If future generations could time travel, and show up at an auction to bid against this generation for resources, who would outbid whom for what? A future generation might say "you can have it at that price, because by the time we need it, we'll have invented some other way to do it."

And let's say I selfishly run up government debt in this generation. What do I do with that money? Maybe I build infrastructure which some future generation will want anyway. In other words, it's not wasted. Perhaps the increased efficiency from that infrastructure in this generation means some future generation will inherit a larger more robust economy. So being selfish in this generation isn't necessarily in conflict with the interests of a future generation - my interests and theirs can be aligned.
http://www.nonzero.org/

But that infrastructure may not be needed like I'm assuming. If it was road infrastructure, what if future generations don't use roads, except for hauling food and building materials. Perhaps various forms of virtual travel / telepresence / telerobotics, along with high speed trains, will largely obsolete the use of roads.

I struggle to find an example of a certain clear-cut zero-sum tradeoff between generations. But just because it's very hard to calculate and speak for future generations' needs doesn't mean we should not try.

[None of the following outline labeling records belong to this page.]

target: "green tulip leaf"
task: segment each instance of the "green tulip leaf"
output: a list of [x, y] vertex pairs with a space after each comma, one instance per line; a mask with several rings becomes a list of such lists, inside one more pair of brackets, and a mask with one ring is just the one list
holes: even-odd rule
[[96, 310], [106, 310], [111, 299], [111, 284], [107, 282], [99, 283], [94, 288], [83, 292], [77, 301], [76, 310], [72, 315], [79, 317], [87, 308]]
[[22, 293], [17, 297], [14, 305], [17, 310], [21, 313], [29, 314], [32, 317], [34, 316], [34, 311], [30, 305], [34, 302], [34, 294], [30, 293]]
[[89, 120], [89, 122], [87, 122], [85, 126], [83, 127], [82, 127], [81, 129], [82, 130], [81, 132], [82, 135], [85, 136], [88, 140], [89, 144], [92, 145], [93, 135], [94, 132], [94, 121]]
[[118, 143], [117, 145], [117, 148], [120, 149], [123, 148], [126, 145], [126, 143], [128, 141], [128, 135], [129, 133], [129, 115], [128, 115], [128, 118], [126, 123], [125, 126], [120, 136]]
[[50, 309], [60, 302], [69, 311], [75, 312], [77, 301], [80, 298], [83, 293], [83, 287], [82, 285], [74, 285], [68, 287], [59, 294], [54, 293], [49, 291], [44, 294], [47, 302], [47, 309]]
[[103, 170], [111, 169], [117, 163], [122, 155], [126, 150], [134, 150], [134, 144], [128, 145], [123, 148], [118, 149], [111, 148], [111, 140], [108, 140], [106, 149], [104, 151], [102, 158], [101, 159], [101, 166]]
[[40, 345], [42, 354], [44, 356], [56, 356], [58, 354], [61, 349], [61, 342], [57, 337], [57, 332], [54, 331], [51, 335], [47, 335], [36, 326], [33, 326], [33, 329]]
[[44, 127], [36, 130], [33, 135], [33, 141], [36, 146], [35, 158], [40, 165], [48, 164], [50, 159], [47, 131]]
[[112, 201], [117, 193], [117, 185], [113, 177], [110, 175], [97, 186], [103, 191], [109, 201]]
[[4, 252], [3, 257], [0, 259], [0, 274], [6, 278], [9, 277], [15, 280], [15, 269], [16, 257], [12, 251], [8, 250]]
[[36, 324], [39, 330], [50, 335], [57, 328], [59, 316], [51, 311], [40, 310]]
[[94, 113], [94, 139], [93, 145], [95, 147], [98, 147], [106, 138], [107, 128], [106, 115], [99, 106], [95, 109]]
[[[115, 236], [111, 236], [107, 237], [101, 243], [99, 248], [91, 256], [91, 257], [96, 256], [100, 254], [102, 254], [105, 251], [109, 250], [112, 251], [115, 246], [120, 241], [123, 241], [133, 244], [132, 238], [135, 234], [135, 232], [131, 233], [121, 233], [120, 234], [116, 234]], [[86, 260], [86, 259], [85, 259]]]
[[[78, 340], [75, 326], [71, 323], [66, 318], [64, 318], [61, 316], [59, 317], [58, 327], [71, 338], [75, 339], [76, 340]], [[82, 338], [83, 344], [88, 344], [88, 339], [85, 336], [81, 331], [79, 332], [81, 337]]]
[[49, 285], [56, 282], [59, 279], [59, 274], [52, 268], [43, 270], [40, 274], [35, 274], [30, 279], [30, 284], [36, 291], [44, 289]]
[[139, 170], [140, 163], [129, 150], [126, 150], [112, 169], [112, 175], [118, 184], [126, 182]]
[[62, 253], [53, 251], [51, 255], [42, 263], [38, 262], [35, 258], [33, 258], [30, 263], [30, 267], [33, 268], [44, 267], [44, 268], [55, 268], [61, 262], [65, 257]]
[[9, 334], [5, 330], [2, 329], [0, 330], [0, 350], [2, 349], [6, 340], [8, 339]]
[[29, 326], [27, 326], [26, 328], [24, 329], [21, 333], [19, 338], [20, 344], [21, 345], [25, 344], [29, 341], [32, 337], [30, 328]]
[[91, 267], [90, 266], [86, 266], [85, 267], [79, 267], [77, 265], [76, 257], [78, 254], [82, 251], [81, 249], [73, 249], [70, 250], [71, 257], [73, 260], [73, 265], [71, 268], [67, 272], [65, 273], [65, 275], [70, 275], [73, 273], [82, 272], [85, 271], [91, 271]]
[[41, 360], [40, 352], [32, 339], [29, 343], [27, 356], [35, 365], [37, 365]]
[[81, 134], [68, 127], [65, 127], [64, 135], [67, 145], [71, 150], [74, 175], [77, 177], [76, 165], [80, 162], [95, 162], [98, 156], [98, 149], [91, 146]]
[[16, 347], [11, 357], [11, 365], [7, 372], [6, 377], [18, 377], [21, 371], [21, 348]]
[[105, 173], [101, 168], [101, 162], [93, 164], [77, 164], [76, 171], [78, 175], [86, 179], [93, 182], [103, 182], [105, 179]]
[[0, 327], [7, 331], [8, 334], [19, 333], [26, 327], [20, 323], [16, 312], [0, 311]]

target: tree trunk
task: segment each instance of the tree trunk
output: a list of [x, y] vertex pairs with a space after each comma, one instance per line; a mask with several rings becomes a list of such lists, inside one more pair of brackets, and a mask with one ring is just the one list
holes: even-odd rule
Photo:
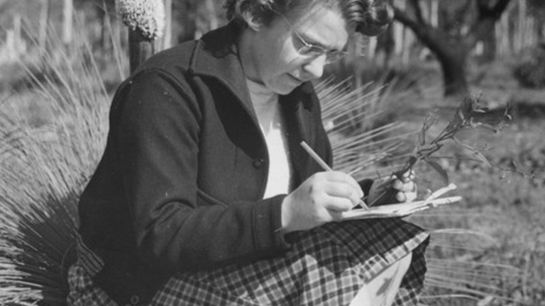
[[72, 28], [74, 18], [73, 0], [64, 0], [62, 8], [62, 42], [69, 44], [72, 42]]
[[172, 45], [172, 0], [165, 0], [165, 19], [163, 48], [167, 49]]
[[40, 28], [38, 28], [38, 42], [42, 49], [45, 48], [45, 42], [48, 38], [49, 1], [50, 0], [42, 0], [42, 6], [40, 8]]
[[155, 40], [145, 39], [138, 30], [128, 30], [128, 60], [131, 74], [155, 52]]
[[197, 32], [197, 6], [192, 1], [185, 1], [182, 9], [183, 29], [178, 35], [178, 42], [192, 40]]
[[436, 52], [443, 71], [445, 96], [465, 96], [469, 92], [466, 76], [467, 53], [460, 48]]
[[417, 23], [396, 10], [395, 18], [412, 30], [414, 35], [437, 57], [443, 73], [445, 96], [466, 95], [469, 87], [466, 76], [468, 48], [461, 38], [451, 40], [442, 31]]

SOME HALF-BAKED IDEAS FOR MAKING DEMOCRACY MORE SUSTAINABLE
1. give vote to children
2. make vote weighted, and weighted inversely with age
3. give vote to future generations (but how to know what they would vote for)
4. invite other countries/outside interests to vote on behalf of our future generations and vice versa, so interests aren't in direct conflict
5. do a lot of cheap research to invent new things that solve this generation's money and evironmental impacts in ways that don't seem like a sacrifice (so called Lomborgian Innovation)
6. generational philanthropists: keep the future impacts of todays selfishness top of mind during elections with non-partisan media campaigns which do the hard sell so politicians don't have to, and try to calculate -net of shared benefits- what part is a zero-sum game
7. let democracy run its course, ruin itself and the earth if that's its destiny, and see what evolves from the ashes
8. elect children to the Senate
9. adaptation set-aside regulation insofar as current generations will vote for it

The idea about giving more weight to youth in a democracy may not be quite what I'm thinking. As a youth I was often impulsive and short sighted. But the general idea is that youth can internalize more of those generational externalities: they'll be around to feel the impacts.

In the interim, I can try to remind myself of impacts on future generations as I cast my democratic vote. And if there are voices to help me with that so much the better.